Projects at any stability level, even _embryonic_ projects, can still be used,
as long as caution is taken to avoid a mismatch between the project's stability
level and the required stability and maintainability of your own project.

Caesura is designed to be _small_. Its entire source code currently consists
of 196 lines of code.

## Building

Caesura will ultimately be built by Fury, when it is published. In the
meantime, two possibilities are offered, however they are acknowledged to be
fragile, inadequately tested, and unsuitable for anything more than
experimentation. They are provided only for the necessity of providing _some_
answer to the question, "how can I try Caesura?".

1. *Copy the sources into your own project*

Read the `fury` file in the repository root to understand Caesura's build
structure, dependencies and source location; the file format should be short
and quite intuitive. Copy the sources into a source directory in your own
project, then repeat (recursively) for each of the dependencies.

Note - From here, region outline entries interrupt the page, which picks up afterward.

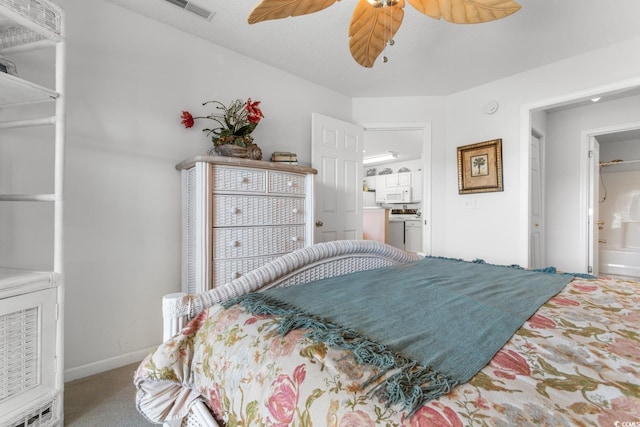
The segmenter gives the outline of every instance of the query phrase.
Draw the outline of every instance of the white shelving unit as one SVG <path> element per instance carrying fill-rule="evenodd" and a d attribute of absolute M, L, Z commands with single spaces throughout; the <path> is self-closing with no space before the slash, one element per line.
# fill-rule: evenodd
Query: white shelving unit
<path fill-rule="evenodd" d="M 55 50 L 54 88 L 0 72 L 0 113 L 54 104 L 47 117 L 0 121 L 0 144 L 9 139 L 6 130 L 34 126 L 52 126 L 55 144 L 52 193 L 0 194 L 0 203 L 51 203 L 54 217 L 50 270 L 0 267 L 0 427 L 63 425 L 64 21 L 62 9 L 49 0 L 0 0 L 0 54 Z"/>

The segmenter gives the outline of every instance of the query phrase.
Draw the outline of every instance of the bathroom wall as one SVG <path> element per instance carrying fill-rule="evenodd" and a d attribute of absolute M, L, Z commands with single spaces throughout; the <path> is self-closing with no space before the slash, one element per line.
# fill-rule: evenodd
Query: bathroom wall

The sources are compiled against the latest nightly release of Scala 3.
There should be no problem to compile the project together with all of its
dependencies in a single compilation.

2. *Build with [Wrath](https://github.com/propensive/wrath/)*

Wrath is a bootstrapping script for building Caesura and other projects in
the absence of a fully-featured build tool. It is designed to read the `fury`
file in the project directory, and produce a collection of JAR files which can
be added to a classpath, by compiling the project and all of its dependencies,
including the Scala compiler itself.

Download the latest version of
[`wrath`](https://github.com/propensive/wrath/releases/latest), make it
executable, and add it to your path, for example by copying it to
`/usr/local/bin/`.

Clone this repository inside an empty directory, so that the build can
safely make clones of repositories it depends on as _peers_ of `caesura`.
Run `wrath -F` in the repository root. This will download and compile the
latest version of Scala, as well as all of Caesura's dependencies.

If the build was successful, the compiled JAR files can be found in the
`.wrath/dist` directory.

## Contributing

Contributors to Caesura are welcome and encouraged. New contributors may like
to look for issues marked
[beginner](https://github.com/propensive/caesura/labels/beginner).

We suggest that all contributors read the [Contributing
Guide](/contributing.md) to make the process of contributing to Caesura
easier.

Please __do not__ contact project maintainers privately with questions unless
there is a good reason to keep them private. While it can be tempting to
repsond to such questions, private answers cannot be shared with a wider
audience, and it can result in duplication of effort.

## Author

Caesura was designed and developed by Jon Pretty, and commercial support and
training on all aspects of Scala 3 is available from [Propensive
OÜ](https://propensive.com/).

## Name

A _caesura_ is break or pause in a sentence, often indicated by a comma—the same symbol that is used to indicate breaks in a CSV file.

In general, Soundness project names are always chosen with some rationale,
however it is usually frivolous. Each name is chosen for more for its
_uniqueness_ and _intrigue_ than its concision or catchiness, and there is no
bias towards names with positive or "nice" meanings—since many of the libraries
perform some quite unpleasant tasks.

Names should be English words, though many are obscure or archaic, and it
should be noted how willingly English adopts foreign words. Names are generally
of Greek or Latin origin, and have often arrived in English via a romance
language.

## Logo

The logo is a comma, the significant character for separating values in CSV files.

## License

Caesura is copyright © 2024 Jon Pretty & Propensive OÜ, and
is made available under the [Apache 2.0 License](/license.md).